基于Spark的1996-2022多赛季NBA球员数据分析

1766 admin
民宿观赛服务

【版权声明】版权所有,严禁转载,严禁用于商业用途,侵权必究。

作者:厦门大学人工智能研究院2023级研究生 杨宏林

指导老师:厦门大学数据库实验室 林子雨 博士/副教授

时间:2024年6月

相关教材:林子雨、郑海山、赖永炫编著《Spark编程基础(Python版,第2版)》(访问教材官网)

相关案例:基于Python语言的Spark数据处理分析案例集锦(PySpark)

数据集和代码下载:从百度网盘下载本案例数据集和代码。(提取码是ziyu)

一、实验环境

1.虚拟机环境:Linux Mint 21.3 Ubuntu-based Linux

2.Hadoop:version 3.3.5参考

3.Spark:version 3.2.0参考

4.Python:version 3.10.12

5.开发环境:vscode 1.89.1

6.Web框架:flask 3.0.3

7.可视化库:plotly 5.22.0

二、数据准备

2.1 数据集描述

数据集来自知名数据网站Kaggle,包含了从1996至2022共20多年来NBA球队名单上每一名球员的数据。它记录了年龄、身高、体重和出生地等人口统计学变量,以及球队效力、选秀和全年选秀等传记细节。此外,它还具有基本的盒式得分统计数据(basic box score stats,篮球术语:指记录比赛中球员的得分、篮板、助攻、抢断、盖帽等基本数据)。

包含如下共21个属性(列):

1.player_name:球员姓名

2.team_abbreviation:球员所效力的球队的缩写名称(赛季结束时)

3.age:球员的年龄

4.player_height:运动员的身高(cm)

5.player_weight:运动员的体重(kg)

6.college:球员就读的学院名称

7.country:球员出生的国家名称(不一定是国籍)

8.draft_year:球员被选中的年份

9.draft_round:选秀轮次,指球员被选中的轮次

10.draft_number:球员在选秀轮次中被选中的顺位

11.gp:球员在该赛季期间登场的比赛次数

12.pts:球员在该赛季的平均得分

13.reb:球员在该赛季的平均篮板

14.ast:球员在该赛季的平均助攻

15.net_rating:球队在球员上场时的每百回合的得分差

16.oreb_pct:球员在场上抢到的进攻篮板的比例

17.dreb_pct:球员在场上抢到的防守篮板的比例

18.usg_pct:球员在场上使用的团队进攻次数百分比(投篮出手次数+罚球次数+失误次数)/ 回合数)

19.ts_pct:球员的真实命中率,考虑了罚球、两分球和三分球。

20.ast_pct:球员在场上时助攻的队友投篮百分比

21.season:NBA赛季

2.2 数据预处理

数据概览

import pandas as pd

import numpy as np

df = pd.read_csv('data/all_seasons.csv', index_col=0)

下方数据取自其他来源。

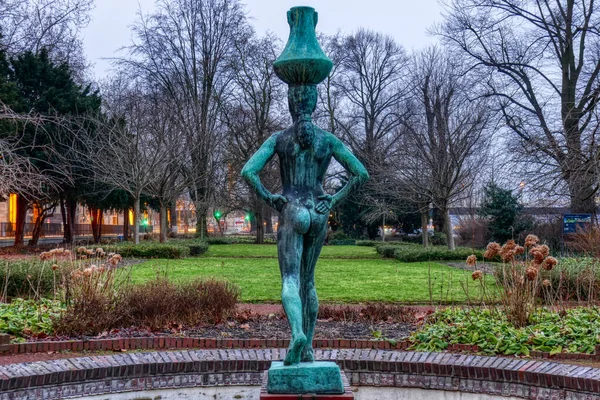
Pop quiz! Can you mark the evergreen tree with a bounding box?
[480,182,529,243]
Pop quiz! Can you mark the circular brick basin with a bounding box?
[0,349,600,400]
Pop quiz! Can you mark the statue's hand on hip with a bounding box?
[315,194,333,214]
[267,194,288,211]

country_codes = pd.read_csv("data/all_seasons.csv", index_col=0)

df.head()

df.info()

df.describe()

categoricals = df.select_dtypes(exclude=[np.number])

categoricals.describe()

数据处理

1.使用boolean逻辑创建drafted列,表明是否为选秀球员

df['drafted'] = np.where(df['draft_year'] != 'Undrafted', 1, 0)

2.将draft_year列转换为日期类型

# Replace Undrafted with NaN

df['draft_year'] = df['draft_year'].replace(r'Undrafted', np.nan, regex=True)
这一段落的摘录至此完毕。